Step 2 — Open a Colab tutorial. The quickstart page links to Colab notebooks that run real parts of Sage in your browser. Start with notebook 1 (signal generation) and read every cell carefully, including the explanations between the code.
Step 3 — Be patient with yourself. Researchers spend years learning this material. You will not understand everything immediately, and that is completely normal. The goal at this stage is to build intuition — to develop a feel for what the data looks like, what the network is doing, and why each step exists. Understanding comes in layers, and each time you revisit something you will notice things you missed before.

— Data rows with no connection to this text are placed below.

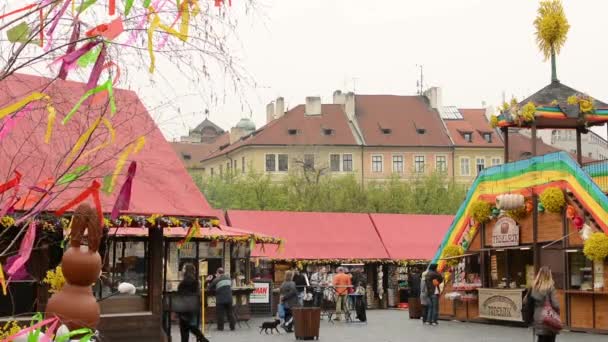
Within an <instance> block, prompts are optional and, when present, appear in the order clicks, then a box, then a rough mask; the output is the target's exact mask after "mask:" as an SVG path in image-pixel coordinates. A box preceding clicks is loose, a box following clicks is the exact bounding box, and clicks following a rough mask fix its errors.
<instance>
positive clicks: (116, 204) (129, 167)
mask: <svg viewBox="0 0 608 342" xmlns="http://www.w3.org/2000/svg"><path fill="white" fill-rule="evenodd" d="M136 169H137V162H135V161H132V162H131V165H129V171H128V172H127V179H126V180H125V183H124V184H123V185H122V188H120V192H119V193H118V198H117V199H116V203H114V208H112V215H111V216H110V218H111V219H112V220H116V219H117V218H118V215H119V214H120V210H128V209H129V204H130V203H131V186H132V185H133V178H134V177H135V171H136Z"/></svg>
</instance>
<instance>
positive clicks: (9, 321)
mask: <svg viewBox="0 0 608 342" xmlns="http://www.w3.org/2000/svg"><path fill="white" fill-rule="evenodd" d="M20 331H21V327H20V326H19V324H17V321H8V322H6V323H5V324H4V325H2V326H0V340H2V341H4V340H5V339H7V338H9V337H10V336H13V335H15V334H17V333H18V332H20Z"/></svg>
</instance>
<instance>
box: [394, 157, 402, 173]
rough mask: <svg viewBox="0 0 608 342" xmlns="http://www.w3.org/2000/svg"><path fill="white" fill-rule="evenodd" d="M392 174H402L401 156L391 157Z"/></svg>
mask: <svg viewBox="0 0 608 342" xmlns="http://www.w3.org/2000/svg"><path fill="white" fill-rule="evenodd" d="M393 173H403V156H393Z"/></svg>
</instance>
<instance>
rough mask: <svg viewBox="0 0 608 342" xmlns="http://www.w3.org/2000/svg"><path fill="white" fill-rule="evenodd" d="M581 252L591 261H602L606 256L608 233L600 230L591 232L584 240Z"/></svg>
mask: <svg viewBox="0 0 608 342" xmlns="http://www.w3.org/2000/svg"><path fill="white" fill-rule="evenodd" d="M583 253H585V256H586V257H587V259H589V260H592V261H599V262H601V261H603V260H604V259H606V257H608V235H606V234H605V233H602V232H597V233H593V234H591V236H590V237H589V239H587V241H585V247H584V248H583Z"/></svg>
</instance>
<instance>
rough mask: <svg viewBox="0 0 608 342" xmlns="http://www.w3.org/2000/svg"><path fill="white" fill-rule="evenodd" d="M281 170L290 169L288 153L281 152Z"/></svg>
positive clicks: (280, 164) (284, 171)
mask: <svg viewBox="0 0 608 342" xmlns="http://www.w3.org/2000/svg"><path fill="white" fill-rule="evenodd" d="M279 171H281V172H287V171H289V157H288V156H287V155H286V154H279Z"/></svg>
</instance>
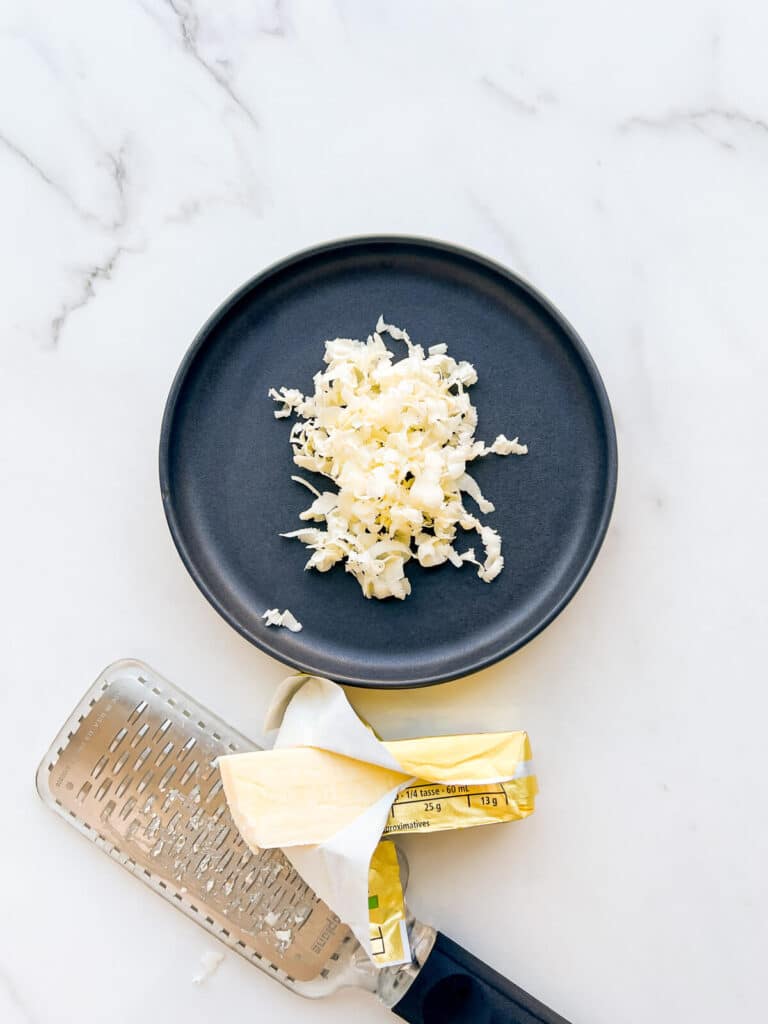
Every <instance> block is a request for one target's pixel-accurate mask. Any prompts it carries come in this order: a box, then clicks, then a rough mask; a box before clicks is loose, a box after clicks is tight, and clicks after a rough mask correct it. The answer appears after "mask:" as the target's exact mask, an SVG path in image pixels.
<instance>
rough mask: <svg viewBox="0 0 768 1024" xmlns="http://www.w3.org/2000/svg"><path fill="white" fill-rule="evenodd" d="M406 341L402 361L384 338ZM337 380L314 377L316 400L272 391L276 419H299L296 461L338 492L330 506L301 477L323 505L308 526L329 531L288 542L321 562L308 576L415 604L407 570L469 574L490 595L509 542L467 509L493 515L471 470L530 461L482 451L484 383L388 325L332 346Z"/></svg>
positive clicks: (296, 478) (328, 376) (291, 434)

What you will need (eventually)
As you progress beyond the tutorials, you will want to understand:
More Python — particularly the NumPy and PyTorch libraries, which handle numerical data and neural networks respectively. Both have excellent official tutorials.
Basic signal processing — what a Fourier transform does, what “frequency” and “amplitude” mean for a time series. Khan Academy covers the underlying maths clearly.
Basic machine learning concepts — what a neural network is, what training means, what a loss function does. The fast.ai course (free, online) is one of the best introductions available.
Some GW physics — the LIGO Scientific Collaboration publishes accessible introductory articles, and the Nobel Prize website has clear explanations written for a general audience.
None of this needs to happen before you start. Pick up each piece as you need it.